Felsefeyi Yürüyerek Anlatan Filozof Aristoteles: Retorik ve Şiir

14.10.2020
Felsefeyi Yürüyerek Anlatan Filozof Aristoteles: Retorik ve Şiir

 Aristoteles mantık, metafizik ve doğa bilimleri üzerine çığır açan felsefe öğretilerinin ve eserlerinin yanı sıra Yunan siyaset ve toplum yaşamının ayrılmaz bir parçası olan retorik (güzel konuşma veya hitabet sanatı) üzerine de bir eser kaleme alır. Böylece MÖ 4. yüzyılda tarihlenen ve Rhétoriké (Retorik) adını verdiği bu eserinde, hitabet sanatının tüm teknik ayrıntılarını irdeleyerek gelecek dönemlerin hatiplerine bir başucu kitabı olarak armağan eder. Özellikle ünlü Romalı hatip Cicero ve hitabet üstadı Quintilianus’u derinden etkileyen bu armağan, MÖ yaklaşık 335 yılında kaleme aldığı Peri Poiétikés (Şiir Sanatı) adındaki çalışmasıyla da bütünleşerek bilim sıralamasında ‘’üretici ya da yaratıcı bilimler’’ olarak geçen bilgi türünün en gözde iki kitabı haline gelir. 
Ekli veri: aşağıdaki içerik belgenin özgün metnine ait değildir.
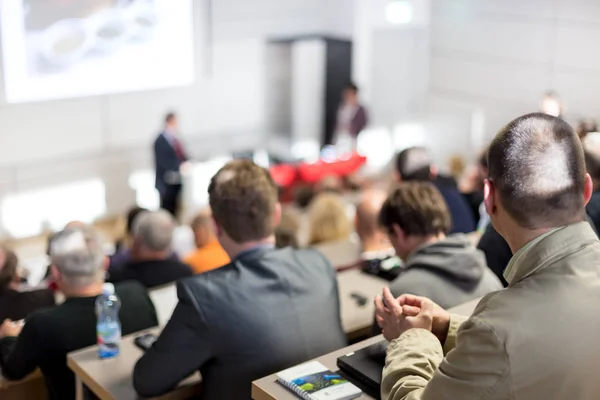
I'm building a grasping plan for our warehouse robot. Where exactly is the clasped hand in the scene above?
[375,288,450,344]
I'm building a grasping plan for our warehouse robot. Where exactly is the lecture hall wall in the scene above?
[429,0,600,142]
[0,0,353,225]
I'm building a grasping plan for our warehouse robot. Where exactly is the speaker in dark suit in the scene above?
[154,113,188,215]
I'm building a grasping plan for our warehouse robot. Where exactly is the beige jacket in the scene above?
[381,222,600,400]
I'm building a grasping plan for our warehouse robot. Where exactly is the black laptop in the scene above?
[337,340,388,399]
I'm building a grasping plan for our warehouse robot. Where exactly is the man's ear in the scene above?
[583,174,594,205]
[429,165,440,180]
[50,264,61,282]
[273,202,281,226]
[392,224,407,241]
[483,179,497,215]
[211,217,223,237]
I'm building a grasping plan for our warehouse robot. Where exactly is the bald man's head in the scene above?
[488,113,586,229]
[355,189,387,241]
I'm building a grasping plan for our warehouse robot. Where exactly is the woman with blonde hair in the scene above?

   Yunan dünyasında özellikle hatiplerin, siyasetçilerin ve yazarların dinleyiciyi ya da okuyucuyu herhangi bir konuda ikna etmek ya da yeri geldiğinde onlara büyük heyecanlar yaşatarak çeşitli konularda kararlar almalarını sağlamak maksadıyla yarattıkları retorik, temel anlamda ‘’güzel ve ikna edici konuşma sanatı’’ dır. Yunancadaki rhétoriké tekhné ifadesi hitabet sanatı demektir ve ‘’ağızdan çıkan söz, söylenen söz’’ anlamına gelen rhéma kelimesi ve ‘’söylemek, konuşmak, ifade etmek’’ anlamlarını taşıyan legô fiiliyle bağlantılıdır.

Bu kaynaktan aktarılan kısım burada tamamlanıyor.